Are there ANY movies about that conflict?
Two seconds after I posted that, I came up with a better obscure war to make into a movie: the War of Jenkin’s Ear. Who the fuck knows what that was about (besides Jenkin’s ear, obviously)?
I feel like Fiji and Sweden should go to war over Footsie Pajamas and then make a movie about it starring an actor that looks like Howard Stern and Pinky from Pinky and the Brain
So who would be pro-Footsie and anti-Footsie? Choose wisely, the implications in that answer are staggering.
And dont forget The Bridge On the River Kawai-one of the best anti-war movies ever made.
Bring back more Nazis, people need to remember these things we live in an age where we easily forget and thus we end up making the same mistakes. How about a movie about Waldo in WWII Gemany? We can call it Where’s the Waldorf!
If a Hollywood ending is needed then the defeat of Nicolae Ceausescu would be perfect. You also get an excuse to make your protagonists young and attractive and your antagonist old and ugly, location shooting would be cheap as well. The only downside is cold would limit the amount of bare chested hero shots that could be forced out of the star.
This is actually a really well (over)thought-out classification, and of course suitably earonic. I don’t really have anything to contribute other than praise, but I felt bad leaving it unsaid.

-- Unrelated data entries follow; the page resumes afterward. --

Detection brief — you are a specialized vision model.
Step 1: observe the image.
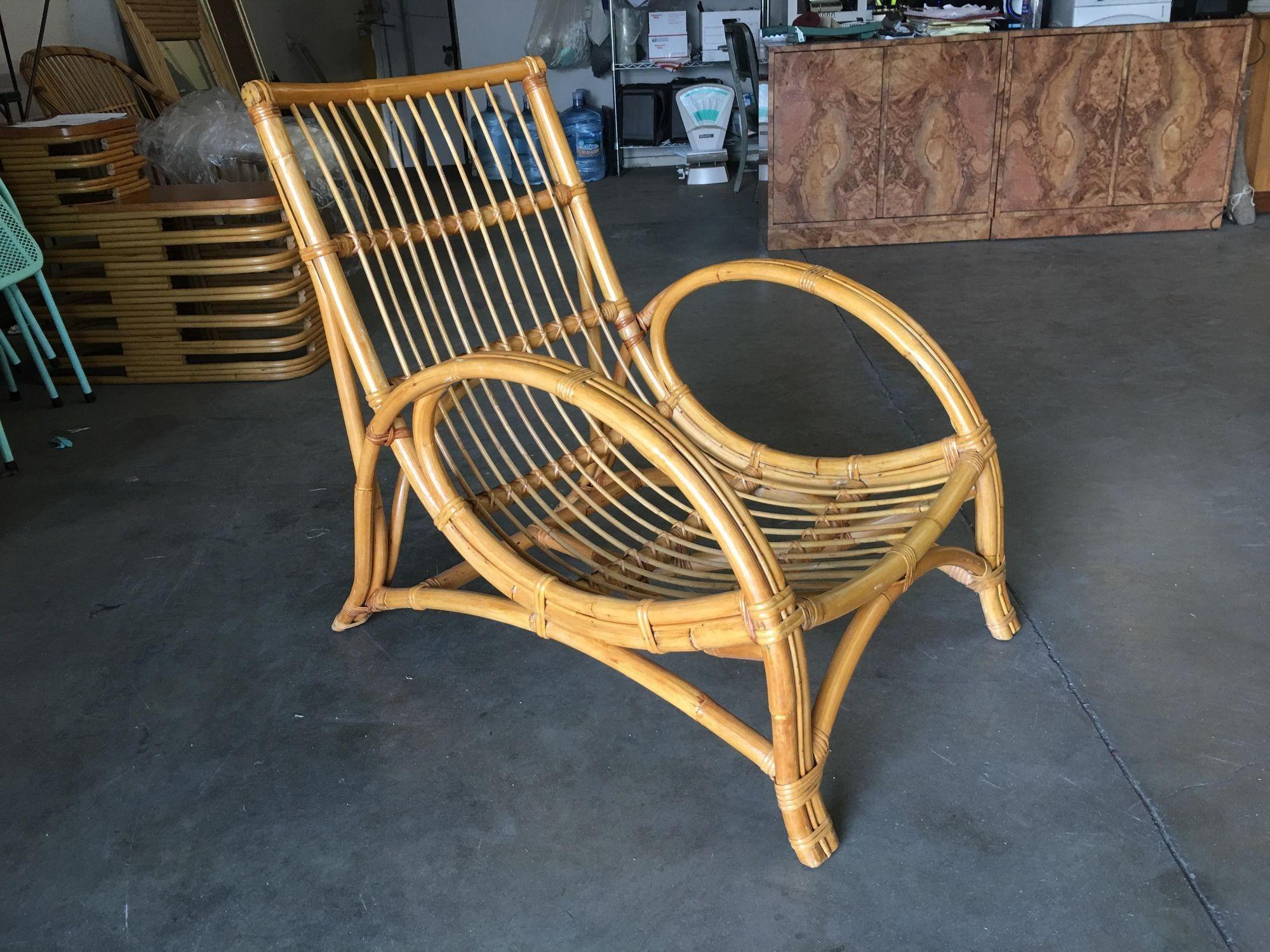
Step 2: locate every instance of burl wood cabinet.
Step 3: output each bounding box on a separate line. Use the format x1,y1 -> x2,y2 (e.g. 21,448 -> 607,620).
768,20 -> 1248,249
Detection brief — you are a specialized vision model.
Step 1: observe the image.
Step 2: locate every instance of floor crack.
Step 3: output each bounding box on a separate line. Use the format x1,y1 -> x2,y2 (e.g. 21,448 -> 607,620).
799,251 -> 1234,952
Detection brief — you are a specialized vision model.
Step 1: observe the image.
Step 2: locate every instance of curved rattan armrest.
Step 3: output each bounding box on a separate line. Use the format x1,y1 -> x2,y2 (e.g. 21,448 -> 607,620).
639,259 -> 991,481
357,352 -> 795,650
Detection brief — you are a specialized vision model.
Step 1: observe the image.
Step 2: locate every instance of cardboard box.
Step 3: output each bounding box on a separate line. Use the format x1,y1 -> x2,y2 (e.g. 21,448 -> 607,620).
701,10 -> 765,62
648,33 -> 688,61
648,10 -> 688,39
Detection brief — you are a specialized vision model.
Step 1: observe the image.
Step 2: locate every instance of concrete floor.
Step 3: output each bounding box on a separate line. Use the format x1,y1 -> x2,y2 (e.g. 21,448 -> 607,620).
0,170 -> 1270,949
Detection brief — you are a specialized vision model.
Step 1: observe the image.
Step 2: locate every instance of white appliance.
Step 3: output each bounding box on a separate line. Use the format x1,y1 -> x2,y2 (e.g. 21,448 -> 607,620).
1049,0 -> 1172,27
674,83 -> 735,185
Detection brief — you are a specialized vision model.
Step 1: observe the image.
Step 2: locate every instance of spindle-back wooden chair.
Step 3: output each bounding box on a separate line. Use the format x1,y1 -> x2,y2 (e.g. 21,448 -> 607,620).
19,46 -> 173,119
244,58 -> 1017,866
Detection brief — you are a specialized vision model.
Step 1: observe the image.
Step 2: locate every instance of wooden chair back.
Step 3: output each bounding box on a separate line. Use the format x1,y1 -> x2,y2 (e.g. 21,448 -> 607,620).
114,0 -> 237,99
19,46 -> 173,119
244,58 -> 737,598
244,58 -> 638,411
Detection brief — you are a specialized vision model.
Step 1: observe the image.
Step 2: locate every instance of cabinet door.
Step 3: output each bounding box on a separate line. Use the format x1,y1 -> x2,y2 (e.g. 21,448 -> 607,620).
1115,23 -> 1247,204
881,37 -> 1005,218
770,48 -> 883,223
997,32 -> 1129,212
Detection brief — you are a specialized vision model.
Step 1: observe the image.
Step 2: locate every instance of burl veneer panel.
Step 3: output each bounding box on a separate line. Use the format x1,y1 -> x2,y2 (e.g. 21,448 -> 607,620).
770,50 -> 883,222
767,215 -> 992,251
992,201 -> 1222,239
881,37 -> 1005,218
1115,24 -> 1247,204
997,33 -> 1129,212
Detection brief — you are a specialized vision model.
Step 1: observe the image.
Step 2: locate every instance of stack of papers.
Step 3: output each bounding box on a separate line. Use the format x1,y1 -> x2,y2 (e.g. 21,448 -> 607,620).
904,4 -> 1001,37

but you got love these Nazi´s:
valkiyre is coming to sweep the oscars get ready :D
@yaang: We talk about Valkyrie on the latest podcast episode; you should check it out:
Also, I don’t know if you’re being facetious our not, but I highly doubt that Valkyrie will do well in awards season. Don’t get me wrong, I enjoyed it a lot, but I think that A) there really is some Nazi fatigue among the movie elite and B) Nazi fatigue aside, the movie had too much of a slick, heist movie feel to it to be considered Oscar-great. Was I the only person to be reminded of Ocean’s 11 by this movie?
Actually, Holocaust theme #3 being moral in hard times, was transferred to an equally atrocious historical event in Hotel Rwanda and it worked quite well. You don’t need Batman for it.
Actually, holocaust sub-genre #3 (people being moral in hard times) was transferred quite effectively to an equally atrocious historical event: Hotel Rwanda.
I don’t believe that Batman is an adequate replacement
Nothing much to add, just that, reading Manohla Dargis’ reviews, it seemed as though her main problem with both the films was daring to (gasp) portray Nazis as anything but diabolical monsters. After all, surely Nazis can’t be human.